In this study, using whole-exome sequencing (WES), we identified compound heterozygous variants of the SCN4A gene within a family with three recurrent fetal or neonatal deaths associated with fetal hydrops. Functional analysis of the mutant channels revealed a loss-of-function defect, with one channel exhibiting no conduction and the other showing a reduced channel opening. Our case supports the hypothesis that SCN4A variants can lead to fetal death with hydrops and highlights the broadening spectrum of SCN4A channelopathy.

Materials and Methods

Genetic analysis

Following the approval of the study protocol by the Institutional Review Committees of Osaka University (Osaka, Japan) and Ehime University (Ehime, Japan), we secured written informed consent from the parents, explicitly granting permission for genetic analysis and publication in academic journals and meetings.

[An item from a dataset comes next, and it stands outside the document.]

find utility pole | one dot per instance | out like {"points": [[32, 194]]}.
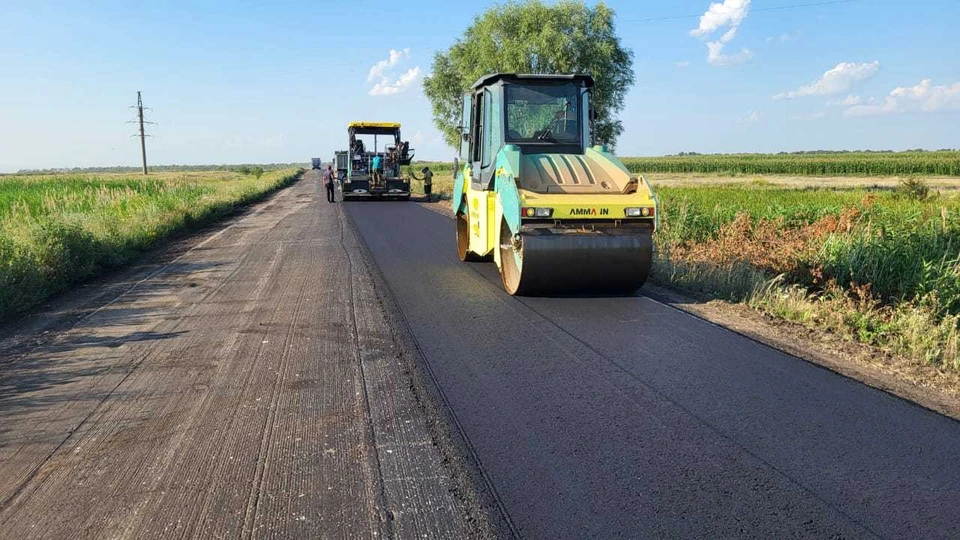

Genomic DNA was extracted from the blood leukocytes of the parents and fragments of the umbilical cords from their three babies. Subsequently, WES analyses were performed using the SureSelect Human All Exon V6 Kit (Agilent Technology, Santa Clara, CA, USA) for exon capture and the NovaSeq6000 platform (Illumina, San Diego, CA, USA) with 100-bp paired-end reads for sequencing. FASTQ files were assessed for quality using FASTQC, and any low-quality reads were eliminated through trimmomatic-0.36. Quality-checked reads were aligned to GRCh37 using Burrows-Wheeler Aligner (http://bio-bwa.sourceforge.net/). Variants were called using the HaplotypeCaller module of the Genome Analysis Toolkit (GATK v.4.1.0), and annotated using ANNOVAR (http://annovar.openbioinformatics.org/en/latest/). The pathogenicity of the variants was scored using Combined Annotation-Dependent Depletion (CADD; http://cadd.gs.washington.edu/), Sorting Intolerant From Tolerant (SIFT, https://sift.bii.a-star.edu.sg/), and Protein Variation Effect Analyzer (PROVEAN; http://provean.jcvi.org/seq_submit.php). The variants were filtered by assessing the scores, genotypes, and minor allele frequency to identify the disease-causal variants. The minor allele frequency cutoff values were established based on the mode of inheritance as follows: autosomal dominant, 0.03; autosomal recessive, 0.05; de novo, 0.03; X-linked, 0.05; and compound heterozygous, 0.05.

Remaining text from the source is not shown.